As reported in previous studies involving children with different illnesses and their parents reporting on the child’s HRQoL [6, 27, 28], children in our study consistently reported higher HRQoL functioning than did their parents, especially in the domain of emotional functioning. We attribute this consistent difference to a rating bias. Parent ratings of HRQoL reported in other studies indicate that parents over or underestimate their child’s HRQoL compared to the child’s ratings, with particular discrepancies reported in emotion-focused items [5, 6, 10, 11, 14, 28]. The rating differences in this domain appear to become more discordant with adolescents as compared to younger children [1]. Our findings also include discrepancies in social and school functioning ratings between young children (ages 5–7 years) and parents.

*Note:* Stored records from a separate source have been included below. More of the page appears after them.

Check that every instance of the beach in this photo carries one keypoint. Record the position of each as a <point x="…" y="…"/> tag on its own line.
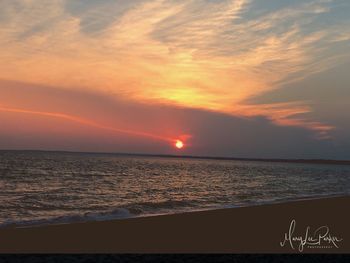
<point x="256" y="229"/>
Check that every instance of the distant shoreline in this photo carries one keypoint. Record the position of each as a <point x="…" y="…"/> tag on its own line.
<point x="258" y="229"/>
<point x="275" y="160"/>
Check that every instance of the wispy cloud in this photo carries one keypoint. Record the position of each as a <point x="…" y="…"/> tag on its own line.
<point x="197" y="53"/>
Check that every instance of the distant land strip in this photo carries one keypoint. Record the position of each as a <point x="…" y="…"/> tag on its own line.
<point x="306" y="161"/>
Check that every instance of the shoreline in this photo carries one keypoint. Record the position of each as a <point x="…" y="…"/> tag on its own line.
<point x="268" y="160"/>
<point x="126" y="214"/>
<point x="253" y="229"/>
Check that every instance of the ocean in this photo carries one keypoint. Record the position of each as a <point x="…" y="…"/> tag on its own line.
<point x="39" y="188"/>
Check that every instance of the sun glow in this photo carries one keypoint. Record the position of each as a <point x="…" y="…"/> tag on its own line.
<point x="179" y="144"/>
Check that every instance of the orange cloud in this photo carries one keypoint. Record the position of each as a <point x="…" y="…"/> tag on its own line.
<point x="196" y="54"/>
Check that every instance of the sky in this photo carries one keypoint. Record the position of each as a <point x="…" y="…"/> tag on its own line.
<point x="235" y="78"/>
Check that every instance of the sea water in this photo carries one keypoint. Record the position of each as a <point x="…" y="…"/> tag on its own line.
<point x="57" y="187"/>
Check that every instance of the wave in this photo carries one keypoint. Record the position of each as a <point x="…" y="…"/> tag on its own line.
<point x="119" y="213"/>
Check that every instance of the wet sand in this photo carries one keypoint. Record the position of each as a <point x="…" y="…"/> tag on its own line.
<point x="258" y="229"/>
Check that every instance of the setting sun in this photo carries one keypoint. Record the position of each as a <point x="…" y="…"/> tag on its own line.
<point x="179" y="144"/>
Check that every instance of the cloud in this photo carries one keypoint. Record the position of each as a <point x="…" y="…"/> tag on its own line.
<point x="198" y="54"/>
<point x="94" y="124"/>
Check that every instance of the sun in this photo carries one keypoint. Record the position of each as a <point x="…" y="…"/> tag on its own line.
<point x="179" y="144"/>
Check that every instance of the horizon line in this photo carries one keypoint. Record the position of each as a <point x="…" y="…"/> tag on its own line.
<point x="252" y="159"/>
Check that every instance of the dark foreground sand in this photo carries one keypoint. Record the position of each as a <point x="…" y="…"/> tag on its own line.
<point x="250" y="229"/>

In addition to the potential contribution of lower reliability among these young raters, a recently proposed explanation of differences between child and parent HRQoL ratings is that children tend to base their HRQoL reports on a recent event, whereas parents tend to base their reports on multiple events [4]. It is likely that information about the child’s clinical status during treatment, often shared preferentially with the parent and not directly with the child, influences parent HRQoL ratings. In a previous study, the parent HRQoL ratings tended to be more highly associated with clinical indicators of the child’s condition [3, 13, 16], a finding that has led to the suggestion that parent reports may be more accurate (in terms of disease status) than the child’s self-reported HRQoL ratings. However, while HRQoL measures should be correlated with disease status, they are not a measure of disease status, and these data do not confirm that child’s self-report is a less accurate measure of the impact of the disease and its treatment.

Importantly, our findings indicate that the size of the difference between child/parent ratings decreases over time and assessment points in three of the domains. This may indicate that a training effect is reflected in the serial completion of HRQoL assessments. Alternatively, the increasing alignment of the child and parent ratings suggests that the experience of the cancer treatment becomes a more shared experience between child and parent over time. From a measurement perspective, the latter interpretation supports the role of a parent proxy in reporting on their child’s HRQoL during treatment for cancer when the child is unable to report. There are important developmental implications to these findings, particularly in adolescence, when creation of separate identity and perception is the norm. The illness experience may thrust the dyad into increased closeness (Eiser, personal communication, 1998).

Previous research studies emphasizing the differences between child and parent reports were cross-sectional or measured HRQoL ratings at a single time point. Our findings of decreasing differences in agreement indicate that conclusions about child/parent HRQoL agreement should not be based on a single measurement point or even on the first of a series of measurement points. Moreover, our findings point to the need for further research about parent–child agreement over time, extending beyond the acute treatment phase.

Conclusion

The moderate-to-strong agreement between child and parent ratings, particularly in the domains of physical and emotional functioning, supports the usefulness of parent proxy reports during a child’s initial treatment for cancer. Interestingly, the agreement improved in these two domains quickly (by Week 9/10 of therapy). Although agreement levels may not support replacing child reports with parent reports, they do indicate the value of the parent proxy reports as ancillary data that help to interpret the child’s illness experience. We recommend collecting HRQoL data from both the child and the parent proxy across the course of treatment for a child with a life-threatening illness.